Araf Suresi 158.Ayet; ‘’Kul ya eyyuhen nasu inni resulullahi ileykum cemianillezi lehu mulkus semavati vel ard, la ilahe illa huve yuhyi ve yumit, fe aminu billahi ve resulihin nebiyyil ummiyyillezi yu’minu billahi ve kelimatihi vettebiuhu leallekum tehtedun.’’
# kelime anlam kök
1 kul de ki
2 ya eyyuha ey
3 n-nasu insanlar
4 inni muhakkak ben
5 rasulu Elçisiyim
6 llahi Allah’ın
7 ileykum sizin
8 cemian hepinize
9 llezi
10 lehu onundur
11 mulku mülkü
12 s-semavati göklerin
13 vel’erdi ve yerin
14 la yoktur
15 ilahe tanrı
16 illa başka
17 huve kendisinden
18 yuhyi yaşatır
19 ve yumitu ve öldürür
20 fe aminu gelin inanın
21 billahi Allah’a
22 ve rasulihi ve O’nun Elçisine
23 n-nebiyyi nebiyi
24 l-ummiyyi ümmi
25 llezi ki o
26 yu’minu inanmaktadır
27 billahi Allah’a
28 ve kelimatihi ve O’nun sözlerine
29 vettebiuhu O’na uyun ki
30 leallekum belki
31 tehtedune doğru yolu bulursunuz
Yani doğru olan çeviri; ‘’De ki “Ey insanlar!

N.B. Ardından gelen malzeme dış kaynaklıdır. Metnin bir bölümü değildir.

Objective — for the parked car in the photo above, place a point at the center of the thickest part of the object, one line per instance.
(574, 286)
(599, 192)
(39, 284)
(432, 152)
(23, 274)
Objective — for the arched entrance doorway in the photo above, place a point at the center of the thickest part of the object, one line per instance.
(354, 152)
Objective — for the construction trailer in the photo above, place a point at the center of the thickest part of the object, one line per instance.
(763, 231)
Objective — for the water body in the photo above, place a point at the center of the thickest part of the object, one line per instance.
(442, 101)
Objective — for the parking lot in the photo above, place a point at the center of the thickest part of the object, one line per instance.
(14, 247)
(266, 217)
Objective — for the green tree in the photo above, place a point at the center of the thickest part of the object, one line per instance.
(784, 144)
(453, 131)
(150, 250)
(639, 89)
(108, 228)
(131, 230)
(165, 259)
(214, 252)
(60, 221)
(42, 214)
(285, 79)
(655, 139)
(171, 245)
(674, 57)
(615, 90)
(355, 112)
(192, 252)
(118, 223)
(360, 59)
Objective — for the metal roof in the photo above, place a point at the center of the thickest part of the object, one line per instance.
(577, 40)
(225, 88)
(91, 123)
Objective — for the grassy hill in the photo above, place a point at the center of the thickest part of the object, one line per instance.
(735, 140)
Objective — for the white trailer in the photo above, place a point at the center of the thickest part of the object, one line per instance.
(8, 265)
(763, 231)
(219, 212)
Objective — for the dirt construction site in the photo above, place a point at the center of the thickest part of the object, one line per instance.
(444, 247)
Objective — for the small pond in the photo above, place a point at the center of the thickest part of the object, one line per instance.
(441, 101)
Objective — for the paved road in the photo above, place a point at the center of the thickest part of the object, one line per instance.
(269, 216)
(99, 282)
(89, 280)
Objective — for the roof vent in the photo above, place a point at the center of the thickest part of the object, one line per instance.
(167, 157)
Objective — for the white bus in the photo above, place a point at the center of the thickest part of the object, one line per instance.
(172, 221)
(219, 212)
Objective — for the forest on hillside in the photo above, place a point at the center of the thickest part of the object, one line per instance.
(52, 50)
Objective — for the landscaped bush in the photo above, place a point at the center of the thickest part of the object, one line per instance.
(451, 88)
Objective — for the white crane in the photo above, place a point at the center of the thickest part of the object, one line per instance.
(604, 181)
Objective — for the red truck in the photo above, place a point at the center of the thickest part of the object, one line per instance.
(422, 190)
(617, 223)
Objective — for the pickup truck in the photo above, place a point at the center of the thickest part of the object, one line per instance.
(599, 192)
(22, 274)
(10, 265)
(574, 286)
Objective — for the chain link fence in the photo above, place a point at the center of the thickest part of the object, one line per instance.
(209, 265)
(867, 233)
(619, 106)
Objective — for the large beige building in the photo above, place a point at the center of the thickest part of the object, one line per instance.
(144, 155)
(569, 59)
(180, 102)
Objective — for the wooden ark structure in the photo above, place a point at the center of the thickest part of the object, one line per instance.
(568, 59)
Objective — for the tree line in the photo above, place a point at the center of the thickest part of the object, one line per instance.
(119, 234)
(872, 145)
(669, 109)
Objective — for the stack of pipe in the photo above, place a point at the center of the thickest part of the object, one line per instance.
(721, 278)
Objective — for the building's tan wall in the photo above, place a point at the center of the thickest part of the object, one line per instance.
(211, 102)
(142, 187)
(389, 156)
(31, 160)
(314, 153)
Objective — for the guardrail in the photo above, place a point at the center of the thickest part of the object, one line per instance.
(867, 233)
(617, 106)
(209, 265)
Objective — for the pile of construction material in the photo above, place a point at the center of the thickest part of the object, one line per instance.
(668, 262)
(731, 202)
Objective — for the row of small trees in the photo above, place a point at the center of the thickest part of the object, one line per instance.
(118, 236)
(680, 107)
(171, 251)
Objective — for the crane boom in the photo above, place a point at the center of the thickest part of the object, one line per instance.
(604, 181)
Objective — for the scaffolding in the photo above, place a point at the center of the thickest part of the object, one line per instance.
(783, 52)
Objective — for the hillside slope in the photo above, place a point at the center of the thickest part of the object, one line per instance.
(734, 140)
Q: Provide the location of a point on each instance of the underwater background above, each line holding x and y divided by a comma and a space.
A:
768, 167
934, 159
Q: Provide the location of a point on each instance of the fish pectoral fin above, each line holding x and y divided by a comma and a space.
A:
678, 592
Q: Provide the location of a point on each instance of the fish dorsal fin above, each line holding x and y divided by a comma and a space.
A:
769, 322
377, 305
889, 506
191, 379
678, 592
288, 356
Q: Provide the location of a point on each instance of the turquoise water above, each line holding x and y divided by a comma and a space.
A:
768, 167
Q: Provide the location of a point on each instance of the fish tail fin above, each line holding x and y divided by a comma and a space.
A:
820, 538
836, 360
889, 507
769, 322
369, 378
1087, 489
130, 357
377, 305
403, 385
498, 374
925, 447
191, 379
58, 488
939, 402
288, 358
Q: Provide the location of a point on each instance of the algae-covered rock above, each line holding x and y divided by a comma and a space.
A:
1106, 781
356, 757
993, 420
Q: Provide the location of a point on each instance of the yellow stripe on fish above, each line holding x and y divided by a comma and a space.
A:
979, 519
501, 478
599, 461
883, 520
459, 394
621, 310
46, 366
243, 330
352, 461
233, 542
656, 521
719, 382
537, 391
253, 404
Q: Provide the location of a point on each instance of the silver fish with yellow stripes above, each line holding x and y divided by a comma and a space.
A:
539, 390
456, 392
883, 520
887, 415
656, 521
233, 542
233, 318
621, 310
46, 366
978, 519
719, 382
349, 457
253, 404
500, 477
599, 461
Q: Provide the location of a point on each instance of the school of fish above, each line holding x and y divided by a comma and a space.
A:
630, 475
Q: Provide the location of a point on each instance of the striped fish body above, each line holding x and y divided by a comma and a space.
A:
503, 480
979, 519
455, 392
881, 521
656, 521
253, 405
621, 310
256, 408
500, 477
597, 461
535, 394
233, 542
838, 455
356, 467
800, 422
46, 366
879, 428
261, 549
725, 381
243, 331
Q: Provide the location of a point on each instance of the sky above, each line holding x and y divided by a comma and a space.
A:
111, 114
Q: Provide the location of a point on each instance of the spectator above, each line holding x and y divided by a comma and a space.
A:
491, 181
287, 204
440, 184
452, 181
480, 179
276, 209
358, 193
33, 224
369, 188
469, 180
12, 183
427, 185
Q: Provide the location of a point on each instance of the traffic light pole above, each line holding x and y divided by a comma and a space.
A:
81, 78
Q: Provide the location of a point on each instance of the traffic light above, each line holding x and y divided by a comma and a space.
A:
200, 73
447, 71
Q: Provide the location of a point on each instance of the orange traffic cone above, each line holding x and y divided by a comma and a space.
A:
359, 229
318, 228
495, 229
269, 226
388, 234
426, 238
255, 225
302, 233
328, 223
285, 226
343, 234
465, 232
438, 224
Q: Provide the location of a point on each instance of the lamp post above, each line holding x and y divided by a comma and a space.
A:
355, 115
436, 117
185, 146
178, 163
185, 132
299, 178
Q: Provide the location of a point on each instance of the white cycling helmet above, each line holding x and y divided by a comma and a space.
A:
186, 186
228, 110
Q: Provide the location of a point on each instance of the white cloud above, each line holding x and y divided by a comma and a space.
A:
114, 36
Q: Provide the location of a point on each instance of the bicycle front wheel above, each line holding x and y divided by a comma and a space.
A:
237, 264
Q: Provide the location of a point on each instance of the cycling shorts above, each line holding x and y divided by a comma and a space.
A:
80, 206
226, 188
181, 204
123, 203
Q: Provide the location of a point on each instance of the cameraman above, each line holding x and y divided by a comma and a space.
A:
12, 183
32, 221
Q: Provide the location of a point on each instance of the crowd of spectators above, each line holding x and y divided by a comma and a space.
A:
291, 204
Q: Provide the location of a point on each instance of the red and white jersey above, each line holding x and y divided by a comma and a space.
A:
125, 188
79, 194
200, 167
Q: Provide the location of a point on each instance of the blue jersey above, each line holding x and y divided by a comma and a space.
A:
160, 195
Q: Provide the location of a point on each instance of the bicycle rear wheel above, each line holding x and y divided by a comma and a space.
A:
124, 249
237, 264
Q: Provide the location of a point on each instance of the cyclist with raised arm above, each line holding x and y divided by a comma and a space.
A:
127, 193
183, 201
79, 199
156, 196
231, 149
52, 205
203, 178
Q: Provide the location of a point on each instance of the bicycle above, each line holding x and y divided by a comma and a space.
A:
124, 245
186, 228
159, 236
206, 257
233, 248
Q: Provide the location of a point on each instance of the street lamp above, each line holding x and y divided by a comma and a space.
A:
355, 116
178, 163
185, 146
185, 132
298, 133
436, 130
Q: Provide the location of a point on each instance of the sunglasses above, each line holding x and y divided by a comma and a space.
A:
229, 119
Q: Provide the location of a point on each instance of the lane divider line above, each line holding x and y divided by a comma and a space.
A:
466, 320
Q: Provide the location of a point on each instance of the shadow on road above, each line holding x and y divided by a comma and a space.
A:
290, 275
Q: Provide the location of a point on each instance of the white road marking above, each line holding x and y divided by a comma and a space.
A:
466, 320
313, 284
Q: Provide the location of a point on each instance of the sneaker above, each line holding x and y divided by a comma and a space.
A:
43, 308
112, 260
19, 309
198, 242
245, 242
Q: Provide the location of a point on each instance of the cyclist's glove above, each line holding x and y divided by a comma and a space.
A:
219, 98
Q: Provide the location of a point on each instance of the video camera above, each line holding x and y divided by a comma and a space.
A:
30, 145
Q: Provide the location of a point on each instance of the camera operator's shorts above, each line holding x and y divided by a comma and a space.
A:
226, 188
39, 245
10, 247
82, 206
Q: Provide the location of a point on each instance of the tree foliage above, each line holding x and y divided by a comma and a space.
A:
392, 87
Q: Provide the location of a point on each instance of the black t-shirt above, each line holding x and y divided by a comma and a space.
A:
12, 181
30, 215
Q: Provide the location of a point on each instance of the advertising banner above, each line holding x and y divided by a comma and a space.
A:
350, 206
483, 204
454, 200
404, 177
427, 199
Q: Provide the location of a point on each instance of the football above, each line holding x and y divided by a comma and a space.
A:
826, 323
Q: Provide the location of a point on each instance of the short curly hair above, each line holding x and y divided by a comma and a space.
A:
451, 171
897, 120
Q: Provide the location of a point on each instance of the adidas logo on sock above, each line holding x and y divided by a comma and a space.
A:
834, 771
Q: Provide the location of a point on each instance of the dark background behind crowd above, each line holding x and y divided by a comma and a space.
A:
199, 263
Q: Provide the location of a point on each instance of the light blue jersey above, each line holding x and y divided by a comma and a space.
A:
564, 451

Ben sizin hepinize Allah’ın gönderdiği Resulüyüm. Göklerde ve yerde hâkimiyet O’na aittir. O’ndan başka ilah yoktur. Hayat veren ve öldüren O’dur. Siz Allah’a inanıp güvenin; nebî olan ümmi resulüne de. O Resul de Allah’a ve O’nun sözlerine inanıp güvenir. Ona uyun ki doğru yolu bulasınız”
Şimdi Diyanet’in yaptığı çeviriye bakalım. ‘’(Ey Muhammed!) De ki: “Ey insanlar! Şüphesiz ben, yer ve göklerin hükümranlığı kendisine ait olan Allah’ın hepinize gönderdiği peygamberiyim. O’ndan başka hiçbir ilâh yoktur. O, diriltir ve öldürür. O hâlde, Allah’a ve O’nun sözlerine inanan Resûlüne, o ümmî peygambere iman edin ve ona uyun ki doğru yolu bulasınız.”
Üstte verdiğimiz 5. Kelimedeki ‘’Resul’’, ‘’Peygamber’’ olarak çevrilmişken 22. Kelimedeki ‘’Resul’’ kelimesi ise ‘’Resul’’ olarak çevrilmiş, 23. Kelimedeki ‘’Nebi’’ ise ‘’Peygamber’’ olarak çevrilmiştir.
Tüm bunlar neden yapılmıştır? Hangi kurala göre aynı kelime, aynı anlamı da anlatmasına rağmen farklı isim ve anlamda kullanılmıştır? Nebi ve Resul kelimelerine aynı anlamlar verilerek ne amaçlanıyor? Yüce Allah o kelimeleri farklı anlamda vahyetmişken, siz neden böyle yapıyorsunuz? Tarzı sorular çoğalmaktadır.